1. ## Find the tangent plane to the surface

Find the tangent plane to the surface, x^2 + 2xy - y^2 + z^2 = 7
at the point (1, -1, 3). Using the tangent plane as an approximation to the surface, find the approximate height of the surface above the (x,y) plane at the point (1.1, -1.2). How does this result compare to the true height?

2. Originally Posted by njr008
Find the tangent plane to the surface, x^2 + 2xy - y^2 + z^2 = 7
at the point (1, -1, 3). Using the tangent plane as an approximation to the surface, find the approximate height of the surface above the (x,y) plane at the point (1.1, -1.2). How does this result compare to the true height?
The Cartesian equation of the plane is ax + by + cz = d.

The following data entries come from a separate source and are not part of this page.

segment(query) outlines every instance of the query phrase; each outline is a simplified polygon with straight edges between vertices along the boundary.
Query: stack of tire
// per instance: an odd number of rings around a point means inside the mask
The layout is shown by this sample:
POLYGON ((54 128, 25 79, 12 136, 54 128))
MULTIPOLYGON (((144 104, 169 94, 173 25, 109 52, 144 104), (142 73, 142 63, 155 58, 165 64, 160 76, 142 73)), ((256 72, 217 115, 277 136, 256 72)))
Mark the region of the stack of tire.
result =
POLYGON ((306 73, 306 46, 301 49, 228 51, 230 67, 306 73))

ai + bj + ck is a normal to the plane. If you know a normal, you know the values of a, b and c. To get the value of d, substitute the known point (1, -1, 3) into the Cartesian equation:

a(1) + b(-1) + c(3) = d.

Oh yes ...... the values of a, b and c are got from the normal. If the surface has the equation x = f(x, y), then a normal is:

$\displaystyle \frac{\partial f}{\partial x} i + \frac{\partial f}{\partial y} j - k$.

Substitute x = 1 and y = -1 to get a normal at (1, -1, 3).